Klick bitte mal auf Bild Tools und dort auf Bild bearbeiten.
In dem nächsten Fenster müsstes du das Bild jetzt eigentlich löschen können.

Falls es dennoch nicht funktionieren sollte, melde dich einfach nochmal, oder teile mir per PN mit, welches du gelöscht haben möchtest.


----------



## fleur (25. Nov. 2007)

*AW: Bilder in PN (persönliche Nachricht)*



			
				Frank schrieb:
			
		

> Hallo Carin,
> 
> Du kannst nicht selbst die Bilder löschen ...



Hallo Frank,

danke erstmal für die prompte Antwort  

hab' gleich mal einen "Kalauer" nach Deiner Anweisung gelöscht, klappt wie am Schnürchen, merci, merci

(( und ganz nebenbei: schön, mal wieder was von Dir zu hören; an den UW-HornkrautblattWasserpestigenÄhrenkräutern   bin ich noch dran ))

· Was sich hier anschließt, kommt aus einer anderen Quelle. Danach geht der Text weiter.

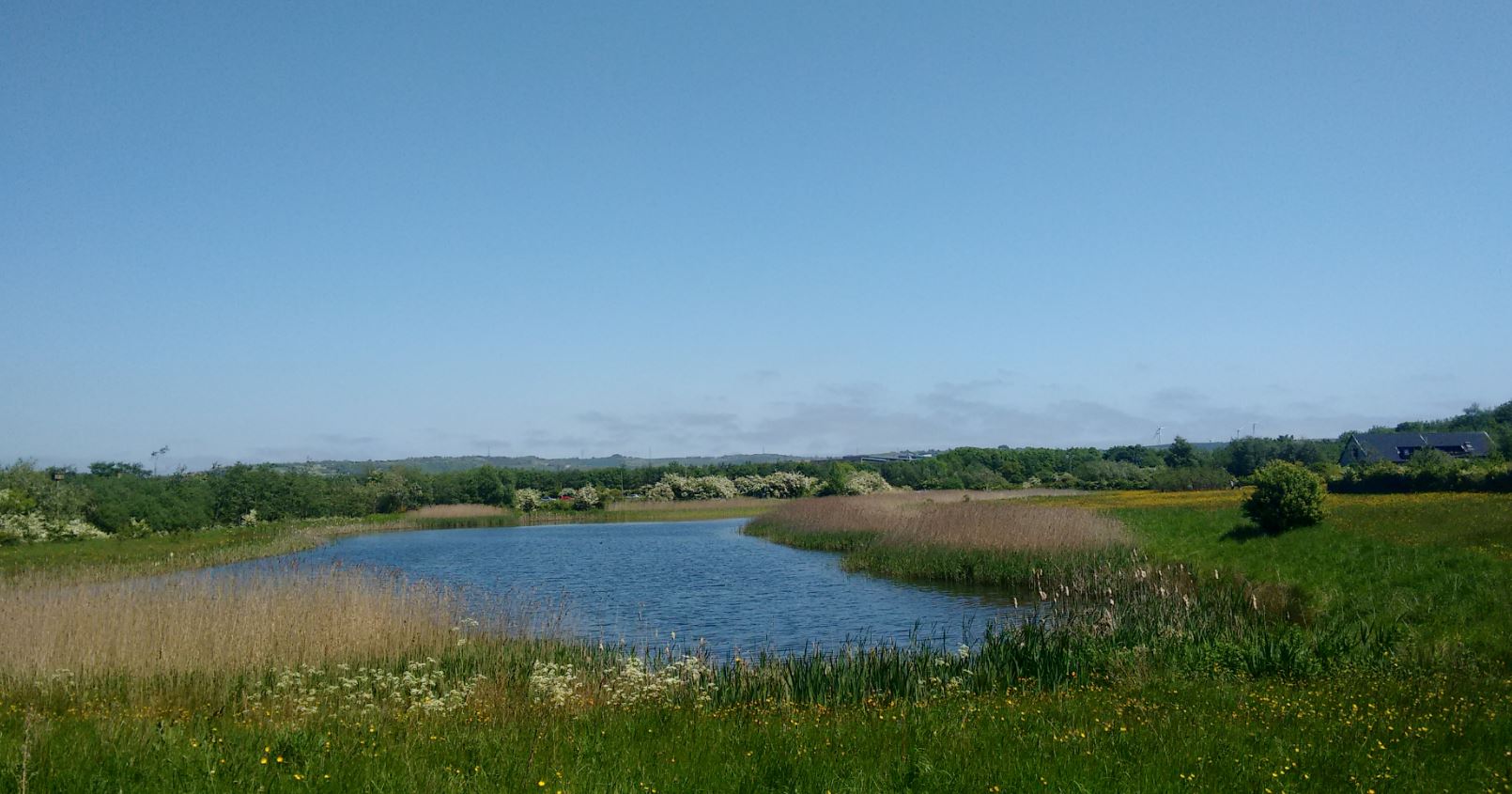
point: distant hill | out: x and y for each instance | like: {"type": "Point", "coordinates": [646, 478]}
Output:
{"type": "Point", "coordinates": [438, 464]}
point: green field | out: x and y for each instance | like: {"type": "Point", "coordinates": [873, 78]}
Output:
{"type": "Point", "coordinates": [1375, 658]}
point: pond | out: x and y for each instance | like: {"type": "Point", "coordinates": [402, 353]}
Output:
{"type": "Point", "coordinates": [678, 583]}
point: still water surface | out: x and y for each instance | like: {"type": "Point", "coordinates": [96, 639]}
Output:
{"type": "Point", "coordinates": [640, 583]}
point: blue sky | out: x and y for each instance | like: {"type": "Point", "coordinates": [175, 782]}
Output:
{"type": "Point", "coordinates": [286, 230]}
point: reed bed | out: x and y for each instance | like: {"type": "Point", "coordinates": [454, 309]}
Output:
{"type": "Point", "coordinates": [200, 623]}
{"type": "Point", "coordinates": [455, 511]}
{"type": "Point", "coordinates": [973, 525]}
{"type": "Point", "coordinates": [693, 506]}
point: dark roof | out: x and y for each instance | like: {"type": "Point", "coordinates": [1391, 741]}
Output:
{"type": "Point", "coordinates": [1399, 446]}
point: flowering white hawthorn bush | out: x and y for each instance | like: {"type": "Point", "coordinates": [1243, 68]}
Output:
{"type": "Point", "coordinates": [661, 491]}
{"type": "Point", "coordinates": [773, 486]}
{"type": "Point", "coordinates": [631, 684]}
{"type": "Point", "coordinates": [37, 528]}
{"type": "Point", "coordinates": [589, 496]}
{"type": "Point", "coordinates": [306, 692]}
{"type": "Point", "coordinates": [859, 483]}
{"type": "Point", "coordinates": [528, 499]}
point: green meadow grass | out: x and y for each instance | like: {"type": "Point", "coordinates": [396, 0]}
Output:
{"type": "Point", "coordinates": [1380, 664]}
{"type": "Point", "coordinates": [1365, 734]}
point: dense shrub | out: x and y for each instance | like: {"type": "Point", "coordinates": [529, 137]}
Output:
{"type": "Point", "coordinates": [1286, 496]}
{"type": "Point", "coordinates": [1395, 478]}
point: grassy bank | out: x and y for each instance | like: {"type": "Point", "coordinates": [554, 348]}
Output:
{"type": "Point", "coordinates": [1175, 650]}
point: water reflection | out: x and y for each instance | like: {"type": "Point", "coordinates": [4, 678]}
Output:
{"type": "Point", "coordinates": [681, 583]}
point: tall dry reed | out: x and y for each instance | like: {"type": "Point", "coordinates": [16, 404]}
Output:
{"type": "Point", "coordinates": [215, 625]}
{"type": "Point", "coordinates": [976, 525]}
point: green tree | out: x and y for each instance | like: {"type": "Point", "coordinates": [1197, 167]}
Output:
{"type": "Point", "coordinates": [1181, 454]}
{"type": "Point", "coordinates": [1286, 496]}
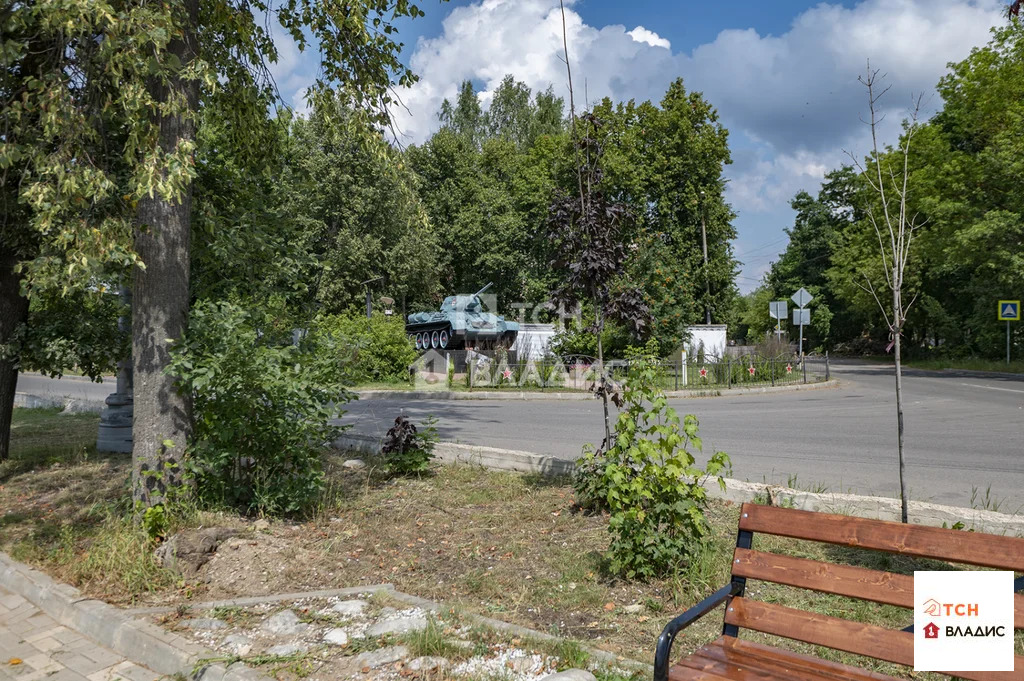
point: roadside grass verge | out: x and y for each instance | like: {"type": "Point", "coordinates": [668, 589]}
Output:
{"type": "Point", "coordinates": [65, 507]}
{"type": "Point", "coordinates": [503, 545]}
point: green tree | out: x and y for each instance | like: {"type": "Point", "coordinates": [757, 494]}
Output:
{"type": "Point", "coordinates": [667, 164]}
{"type": "Point", "coordinates": [76, 71]}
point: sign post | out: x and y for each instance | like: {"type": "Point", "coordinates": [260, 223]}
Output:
{"type": "Point", "coordinates": [1009, 310]}
{"type": "Point", "coordinates": [776, 309]}
{"type": "Point", "coordinates": [802, 298]}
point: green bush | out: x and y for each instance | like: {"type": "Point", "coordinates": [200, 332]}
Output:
{"type": "Point", "coordinates": [262, 408]}
{"type": "Point", "coordinates": [408, 451]}
{"type": "Point", "coordinates": [648, 480]}
{"type": "Point", "coordinates": [375, 349]}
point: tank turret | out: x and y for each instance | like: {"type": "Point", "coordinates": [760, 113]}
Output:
{"type": "Point", "coordinates": [461, 324]}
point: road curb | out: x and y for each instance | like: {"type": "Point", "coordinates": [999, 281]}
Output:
{"type": "Point", "coordinates": [522, 395]}
{"type": "Point", "coordinates": [881, 508]}
{"type": "Point", "coordinates": [72, 405]}
{"type": "Point", "coordinates": [137, 640]}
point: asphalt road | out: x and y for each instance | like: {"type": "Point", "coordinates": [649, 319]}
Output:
{"type": "Point", "coordinates": [965, 432]}
{"type": "Point", "coordinates": [74, 387]}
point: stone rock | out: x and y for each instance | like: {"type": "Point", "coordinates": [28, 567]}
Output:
{"type": "Point", "coordinates": [204, 624]}
{"type": "Point", "coordinates": [285, 649]}
{"type": "Point", "coordinates": [285, 623]}
{"type": "Point", "coordinates": [571, 675]}
{"type": "Point", "coordinates": [188, 550]}
{"type": "Point", "coordinates": [337, 636]}
{"type": "Point", "coordinates": [381, 656]}
{"type": "Point", "coordinates": [239, 644]}
{"type": "Point", "coordinates": [349, 608]}
{"type": "Point", "coordinates": [428, 664]}
{"type": "Point", "coordinates": [399, 626]}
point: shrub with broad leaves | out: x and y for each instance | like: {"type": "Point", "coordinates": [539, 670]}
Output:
{"type": "Point", "coordinates": [649, 481]}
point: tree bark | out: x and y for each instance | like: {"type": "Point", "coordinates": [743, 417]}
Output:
{"type": "Point", "coordinates": [13, 312]}
{"type": "Point", "coordinates": [898, 326]}
{"type": "Point", "coordinates": [160, 299]}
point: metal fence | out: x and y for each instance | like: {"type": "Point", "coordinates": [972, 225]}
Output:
{"type": "Point", "coordinates": [580, 373]}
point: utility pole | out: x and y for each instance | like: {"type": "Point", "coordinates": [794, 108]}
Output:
{"type": "Point", "coordinates": [704, 239]}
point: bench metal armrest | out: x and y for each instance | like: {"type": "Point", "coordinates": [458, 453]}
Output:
{"type": "Point", "coordinates": [685, 620]}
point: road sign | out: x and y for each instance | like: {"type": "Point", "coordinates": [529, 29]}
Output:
{"type": "Point", "coordinates": [802, 297]}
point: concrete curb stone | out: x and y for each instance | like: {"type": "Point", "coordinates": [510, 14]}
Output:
{"type": "Point", "coordinates": [163, 651]}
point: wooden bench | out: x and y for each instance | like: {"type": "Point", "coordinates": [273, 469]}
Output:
{"type": "Point", "coordinates": [734, 658]}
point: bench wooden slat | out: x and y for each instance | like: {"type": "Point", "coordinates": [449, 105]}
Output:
{"type": "Point", "coordinates": [876, 586]}
{"type": "Point", "coordinates": [768, 654]}
{"type": "Point", "coordinates": [858, 638]}
{"type": "Point", "coordinates": [920, 541]}
{"type": "Point", "coordinates": [728, 653]}
{"type": "Point", "coordinates": [823, 630]}
{"type": "Point", "coordinates": [871, 585]}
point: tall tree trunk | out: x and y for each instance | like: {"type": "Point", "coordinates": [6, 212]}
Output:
{"type": "Point", "coordinates": [13, 311]}
{"type": "Point", "coordinates": [160, 299]}
{"type": "Point", "coordinates": [898, 325]}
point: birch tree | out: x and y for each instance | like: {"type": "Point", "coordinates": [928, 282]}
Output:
{"type": "Point", "coordinates": [888, 173]}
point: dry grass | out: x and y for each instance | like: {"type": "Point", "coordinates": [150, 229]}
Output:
{"type": "Point", "coordinates": [503, 545]}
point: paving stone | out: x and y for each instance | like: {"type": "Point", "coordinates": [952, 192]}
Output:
{"type": "Point", "coordinates": [285, 623]}
{"type": "Point", "coordinates": [204, 624]}
{"type": "Point", "coordinates": [349, 608]}
{"type": "Point", "coordinates": [52, 652]}
{"type": "Point", "coordinates": [239, 644]}
{"type": "Point", "coordinates": [374, 658]}
{"type": "Point", "coordinates": [285, 649]}
{"type": "Point", "coordinates": [133, 672]}
{"type": "Point", "coordinates": [46, 644]}
{"type": "Point", "coordinates": [427, 664]}
{"type": "Point", "coordinates": [102, 655]}
{"type": "Point", "coordinates": [399, 626]}
{"type": "Point", "coordinates": [77, 662]}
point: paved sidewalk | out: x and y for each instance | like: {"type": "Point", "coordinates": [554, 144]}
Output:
{"type": "Point", "coordinates": [49, 651]}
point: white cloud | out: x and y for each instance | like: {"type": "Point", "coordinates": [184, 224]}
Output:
{"type": "Point", "coordinates": [792, 101]}
{"type": "Point", "coordinates": [642, 35]}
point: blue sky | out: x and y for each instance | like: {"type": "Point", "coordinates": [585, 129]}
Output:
{"type": "Point", "coordinates": [781, 73]}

Schau mal den Beitrag von Dodi 16.11.07 18:33 Nr.7 in der Anfrage von Jochem vom 15.11.07 16:08
Dort steht, man könne Galeriebilder nicht selbst löschen.

((Oder hab ich was falsch verstanden, Du weißt ja, daß ich ein bisserl deppert bin, Schulabschluß und so. Um Mißverständnissen vorzubeugen: das war jetzt *nur* Spaß !!!  

schönen Wochenanfang und so
Carin (i.A. von fleur, der von Technik keine Ahnung hat)


----------



## Frank (26. Nov. 2007)

*AW: Bilder in PN (persönliche Nachricht)*

Hi Carin,

also funktioniert es jetzt mit dem löschen der Bilder, ja?
Ich habs gerade auch nochmal getestet und keine Probleme gehabt.  

Vllt. hat unser Techniker nach dem Beitrag was an den Rechten zum löschen geändert ...  kann ich so nich sagen.

 Du bist immer noch mit den Unterwasserpestigen Hornkrautähren beschäftigt? 
Das Thema ist doch aber schon längst abgehakt ...


----------